Foods and Home remedies that Could Boost Haemoglobin

Red blood cells contain the protein hemoglobin. These cells are in charge of distributing oxygen throughout the body. Supplements and dietary changes may help raise hemoglobin levels in the home.

Hemoglobin not only transports oxygen but also carbon dioxide from the cells and into the lungs. The individual then exhales, releasing carbon dioxide. It may be more challenging for the body to carry out these processes when hemoglobin levels are low.

Why is hemoglobin important?

Red blood cells contain a protein called hemoglobin.
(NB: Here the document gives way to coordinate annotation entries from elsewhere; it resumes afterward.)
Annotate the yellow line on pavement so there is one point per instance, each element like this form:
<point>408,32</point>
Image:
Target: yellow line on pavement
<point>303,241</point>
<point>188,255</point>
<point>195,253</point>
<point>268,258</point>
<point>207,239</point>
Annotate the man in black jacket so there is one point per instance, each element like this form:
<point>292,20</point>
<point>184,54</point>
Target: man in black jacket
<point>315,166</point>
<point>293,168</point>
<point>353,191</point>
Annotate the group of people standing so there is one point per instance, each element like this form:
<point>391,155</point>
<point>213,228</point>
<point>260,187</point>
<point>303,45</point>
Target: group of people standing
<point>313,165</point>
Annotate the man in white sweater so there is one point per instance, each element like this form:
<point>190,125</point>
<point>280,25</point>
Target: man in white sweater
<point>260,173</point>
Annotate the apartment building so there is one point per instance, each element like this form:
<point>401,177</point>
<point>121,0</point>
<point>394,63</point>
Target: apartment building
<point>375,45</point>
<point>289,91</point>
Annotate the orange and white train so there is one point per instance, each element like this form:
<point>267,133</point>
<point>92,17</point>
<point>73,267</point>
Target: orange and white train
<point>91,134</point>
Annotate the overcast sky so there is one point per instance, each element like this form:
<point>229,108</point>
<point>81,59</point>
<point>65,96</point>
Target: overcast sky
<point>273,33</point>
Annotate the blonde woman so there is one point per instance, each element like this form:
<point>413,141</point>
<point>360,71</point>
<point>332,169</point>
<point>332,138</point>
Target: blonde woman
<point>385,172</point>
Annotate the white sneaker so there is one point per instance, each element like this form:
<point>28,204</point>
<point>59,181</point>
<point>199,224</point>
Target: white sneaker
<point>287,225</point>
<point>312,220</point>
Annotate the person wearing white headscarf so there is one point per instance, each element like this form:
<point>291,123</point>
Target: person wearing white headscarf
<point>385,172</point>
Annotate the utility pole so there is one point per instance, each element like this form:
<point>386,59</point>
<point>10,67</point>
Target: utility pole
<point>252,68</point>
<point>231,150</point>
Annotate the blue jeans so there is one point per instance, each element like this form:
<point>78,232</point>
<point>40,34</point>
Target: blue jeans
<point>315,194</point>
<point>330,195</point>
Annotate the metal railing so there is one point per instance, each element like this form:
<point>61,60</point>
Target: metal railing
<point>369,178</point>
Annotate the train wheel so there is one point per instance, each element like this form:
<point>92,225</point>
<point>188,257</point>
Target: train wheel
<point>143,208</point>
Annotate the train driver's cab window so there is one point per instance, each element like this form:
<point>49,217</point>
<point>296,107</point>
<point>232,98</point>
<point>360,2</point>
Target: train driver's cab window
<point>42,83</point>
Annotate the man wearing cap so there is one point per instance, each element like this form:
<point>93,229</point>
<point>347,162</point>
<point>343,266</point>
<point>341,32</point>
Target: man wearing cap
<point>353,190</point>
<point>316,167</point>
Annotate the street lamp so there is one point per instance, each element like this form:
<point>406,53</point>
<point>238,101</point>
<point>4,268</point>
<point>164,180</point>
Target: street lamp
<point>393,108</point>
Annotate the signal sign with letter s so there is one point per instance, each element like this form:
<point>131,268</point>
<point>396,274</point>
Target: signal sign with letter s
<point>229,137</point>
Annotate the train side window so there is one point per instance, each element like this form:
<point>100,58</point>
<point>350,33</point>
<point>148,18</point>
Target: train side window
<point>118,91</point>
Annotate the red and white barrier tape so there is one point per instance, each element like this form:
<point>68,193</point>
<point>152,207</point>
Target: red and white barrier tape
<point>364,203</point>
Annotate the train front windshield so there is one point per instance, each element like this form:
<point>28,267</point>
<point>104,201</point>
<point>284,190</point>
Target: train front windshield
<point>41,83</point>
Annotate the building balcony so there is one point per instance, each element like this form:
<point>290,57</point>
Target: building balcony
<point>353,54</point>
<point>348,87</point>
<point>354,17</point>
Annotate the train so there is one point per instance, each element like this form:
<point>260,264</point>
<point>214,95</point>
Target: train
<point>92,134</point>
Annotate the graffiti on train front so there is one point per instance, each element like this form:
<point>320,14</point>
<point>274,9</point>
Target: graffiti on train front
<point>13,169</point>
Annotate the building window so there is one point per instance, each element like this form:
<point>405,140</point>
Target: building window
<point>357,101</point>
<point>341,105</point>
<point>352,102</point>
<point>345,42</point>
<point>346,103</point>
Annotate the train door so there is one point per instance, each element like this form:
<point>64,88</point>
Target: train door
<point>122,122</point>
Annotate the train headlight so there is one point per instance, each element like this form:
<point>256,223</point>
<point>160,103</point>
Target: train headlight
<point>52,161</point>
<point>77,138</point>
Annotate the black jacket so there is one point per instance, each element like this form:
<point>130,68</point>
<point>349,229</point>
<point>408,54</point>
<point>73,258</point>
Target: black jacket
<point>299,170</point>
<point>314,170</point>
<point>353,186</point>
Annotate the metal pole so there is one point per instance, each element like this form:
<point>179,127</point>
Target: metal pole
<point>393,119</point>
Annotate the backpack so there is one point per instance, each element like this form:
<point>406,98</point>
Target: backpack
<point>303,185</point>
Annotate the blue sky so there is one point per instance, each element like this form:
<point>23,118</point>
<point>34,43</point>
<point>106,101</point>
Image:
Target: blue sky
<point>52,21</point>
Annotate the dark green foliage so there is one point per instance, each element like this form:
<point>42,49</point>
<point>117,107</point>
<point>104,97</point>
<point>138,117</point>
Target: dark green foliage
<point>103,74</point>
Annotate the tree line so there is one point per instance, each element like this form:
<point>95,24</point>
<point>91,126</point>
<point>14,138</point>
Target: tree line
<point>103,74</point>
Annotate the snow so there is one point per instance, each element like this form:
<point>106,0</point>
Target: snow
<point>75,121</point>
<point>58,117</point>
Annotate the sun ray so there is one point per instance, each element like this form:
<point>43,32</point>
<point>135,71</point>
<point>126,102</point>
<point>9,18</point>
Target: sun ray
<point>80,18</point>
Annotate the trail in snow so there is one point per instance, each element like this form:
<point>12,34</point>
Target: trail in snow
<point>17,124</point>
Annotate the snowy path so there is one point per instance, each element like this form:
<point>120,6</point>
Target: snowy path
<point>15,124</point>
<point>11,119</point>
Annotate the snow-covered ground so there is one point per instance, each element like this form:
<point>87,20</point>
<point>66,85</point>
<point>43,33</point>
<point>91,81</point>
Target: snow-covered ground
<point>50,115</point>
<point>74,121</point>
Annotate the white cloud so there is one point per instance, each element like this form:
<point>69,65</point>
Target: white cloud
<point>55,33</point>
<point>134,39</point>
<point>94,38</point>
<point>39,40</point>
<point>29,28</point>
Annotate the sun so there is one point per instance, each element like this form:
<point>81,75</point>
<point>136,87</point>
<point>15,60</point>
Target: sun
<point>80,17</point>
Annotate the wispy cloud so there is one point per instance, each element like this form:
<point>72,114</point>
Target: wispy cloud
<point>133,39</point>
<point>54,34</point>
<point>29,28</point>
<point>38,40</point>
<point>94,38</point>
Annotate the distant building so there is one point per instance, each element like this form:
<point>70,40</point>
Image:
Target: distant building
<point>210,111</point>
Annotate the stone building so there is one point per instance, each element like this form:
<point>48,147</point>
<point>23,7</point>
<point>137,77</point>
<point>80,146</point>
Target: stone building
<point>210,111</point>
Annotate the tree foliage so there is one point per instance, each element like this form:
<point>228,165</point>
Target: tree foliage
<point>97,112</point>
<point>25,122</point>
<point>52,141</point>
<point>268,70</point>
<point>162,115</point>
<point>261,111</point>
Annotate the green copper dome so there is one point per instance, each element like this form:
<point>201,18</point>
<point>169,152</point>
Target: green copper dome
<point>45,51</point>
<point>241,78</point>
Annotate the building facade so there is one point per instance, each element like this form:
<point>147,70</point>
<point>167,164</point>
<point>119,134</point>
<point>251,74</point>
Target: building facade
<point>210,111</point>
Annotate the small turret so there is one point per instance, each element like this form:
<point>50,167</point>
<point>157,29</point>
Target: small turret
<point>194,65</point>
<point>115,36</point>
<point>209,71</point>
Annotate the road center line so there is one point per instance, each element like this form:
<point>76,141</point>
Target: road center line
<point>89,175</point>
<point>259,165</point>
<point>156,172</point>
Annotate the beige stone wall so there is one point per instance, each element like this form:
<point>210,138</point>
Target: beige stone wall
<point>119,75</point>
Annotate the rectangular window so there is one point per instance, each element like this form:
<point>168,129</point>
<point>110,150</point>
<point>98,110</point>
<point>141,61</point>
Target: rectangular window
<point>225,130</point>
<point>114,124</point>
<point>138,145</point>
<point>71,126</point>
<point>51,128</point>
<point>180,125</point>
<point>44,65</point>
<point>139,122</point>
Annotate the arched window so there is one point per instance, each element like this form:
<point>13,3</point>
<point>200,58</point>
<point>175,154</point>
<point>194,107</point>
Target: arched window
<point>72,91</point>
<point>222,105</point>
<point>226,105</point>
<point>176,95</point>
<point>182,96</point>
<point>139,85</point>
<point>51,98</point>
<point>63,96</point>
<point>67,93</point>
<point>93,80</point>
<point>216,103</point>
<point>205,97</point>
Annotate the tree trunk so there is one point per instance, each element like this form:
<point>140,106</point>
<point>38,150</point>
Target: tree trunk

Its primary job is to carry oxygen from the lungs to all other cells, which keeps them alive.

Anemia is characterized by low hemoglobin levels and is regulated by a variety of causes. Low levels of hemoglobin can be caused by a variety of factors, including poor eating habits, poor absorption of the nutrients needed to produce hemoglobin, an increase in dose due to pregnancy, blood loss, and even some drugs.

The most typical signs of low hemoglobin levels include exhaustion, breathlessness, lightheadedness, headaches, and chest discomfort. It may have detrimental effects on your cardiovascular system in addition to significant ones.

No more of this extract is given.